His bountifulness Lord Mandelscience.

Three-voices Labour continues on its incoherent round of static ring-fenced saving cuts spending maintenance.

The announcement by Lord Mandelson today that the science budget would be ‘sacrosanct’ conflicts in a diametric sort of manner with the Treasury’ insistence that 2011 would have to see ‘efficiency savings’ in that very same budget. “I have drawn a line in the sand” said Mandy. Until the tide comes in this evening, that is.

There have long been three views about Britain’s economy under Gordon Brown, because there are three people trying to run it. These comprise two different ideas about how the engine works (Darling and Brown) and no idea at all about anything except jam tomorrow and circuses today (Mandelson).

The Business Secretary demonstrated this yesterday when he said banks should loosen lending conditions for new science companies. He also said they must cut the price of loans, rather than use the “fig leaf” argument that companies were not seeking to borrow. Your interpretation options for this remark are ‘liar’ and ‘idiot’. The answer’s probably both.

However, Mandy is ever the opportunist: he takes his chances, and nothing is left to chance. The reason the Business Minister has decided to ringfence science spending is that, this very week, the Royal Society published The Scientific Century, a document arguing ‘the need to place science and innovation at the heart of the UK’s long-term strategy for economic growth’. Dare I say that arriving at such a conclusion is hardly rocket science?

The Treasury is rather more concerned with the enormous black hole in this, the tenth year of the Century.

I’m told the hint from the Treasury corner is ‘efficiency’. While Peter Mandelson has been busy covering up the 76% write-off of the regional innovation scheme over the last few months, chaps working for Alistair Darling have been trying – at long last – to get some value for money for the taxpayer. Listen, ten seconds to midnight is better than never.

My usual Mole in this Whitehall region suggests that Darling and his chums will find it pretty damned hard trying to lasso the ether that is science and its contribution to our wellbeing.

For one thing, there is no science involved at all in the measurement of what contribution science actually makes to our income as a nation – let alone its culture.

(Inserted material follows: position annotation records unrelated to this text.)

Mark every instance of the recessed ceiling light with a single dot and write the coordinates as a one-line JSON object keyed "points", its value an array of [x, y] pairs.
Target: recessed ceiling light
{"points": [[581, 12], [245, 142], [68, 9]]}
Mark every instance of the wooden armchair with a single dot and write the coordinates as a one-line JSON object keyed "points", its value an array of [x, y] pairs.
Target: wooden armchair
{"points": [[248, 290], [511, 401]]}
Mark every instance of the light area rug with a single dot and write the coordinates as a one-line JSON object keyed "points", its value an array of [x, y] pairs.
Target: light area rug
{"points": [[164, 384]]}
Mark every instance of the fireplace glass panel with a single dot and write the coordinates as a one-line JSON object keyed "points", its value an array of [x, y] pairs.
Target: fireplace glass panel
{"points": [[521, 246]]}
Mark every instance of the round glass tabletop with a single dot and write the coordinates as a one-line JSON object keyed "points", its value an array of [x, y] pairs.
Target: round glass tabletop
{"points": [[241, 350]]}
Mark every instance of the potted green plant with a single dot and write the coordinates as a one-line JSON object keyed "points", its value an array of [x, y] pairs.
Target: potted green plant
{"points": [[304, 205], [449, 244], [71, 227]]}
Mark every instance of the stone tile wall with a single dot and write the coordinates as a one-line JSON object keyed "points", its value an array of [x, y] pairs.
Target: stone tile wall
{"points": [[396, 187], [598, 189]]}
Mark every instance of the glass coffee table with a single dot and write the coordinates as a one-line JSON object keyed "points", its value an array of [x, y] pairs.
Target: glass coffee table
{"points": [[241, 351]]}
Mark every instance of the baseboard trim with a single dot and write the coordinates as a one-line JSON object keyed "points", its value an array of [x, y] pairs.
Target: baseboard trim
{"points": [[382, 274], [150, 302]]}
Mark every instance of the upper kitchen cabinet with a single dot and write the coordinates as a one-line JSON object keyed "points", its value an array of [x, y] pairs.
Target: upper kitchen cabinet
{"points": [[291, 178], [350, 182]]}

Lord Rees (the Royal Society’s boss) says we will be ‘left behind’ without the appliance of science, but then we always have been. The problem as always with Britain is lots of ideas and lousy marketing. Plus – when times get tough (eg, now) we sell the Rights, the chocolate factory, the port of Dover,our electricity industry, and anything else we can offload to pay for spending madness.

Even how much we spend on scientific research is a nightmare number to find. And there is also the question as to whether governments should be doing it at all. Given the track record in that area, my answer would be ‘usually, no’. But this is merely the same answer I’d give to anything innovative involving government: you could show a Time Machine to public servants, and they’d use it to go back into the past to reconfigure their contribution to the present. (For politicians, insert ‘legacy’ for contribution).

Anyway, according to the BBSRC it gets about £450 million a year. Now I know that sounds like a lot, but let’s put it into perspective.

It’s almost exactly half what we spent invading Iraq in a three-month period.

It’s just under 5% of what we spend on prescriptions. If we means-tested prescriptions (at even the most generous level) we could treble science spending and not feel a thing.

It’s under 3% of what Patricia Hewitt spent on a Connecting for Health project that neither connected anyone nor contributed anything to the national wellbeing – although it did bankrupt three IT suppliers.

I think you take my point: Mandy’s line in the sand is more a drop in the ocean. Or pissing on a Tsunami.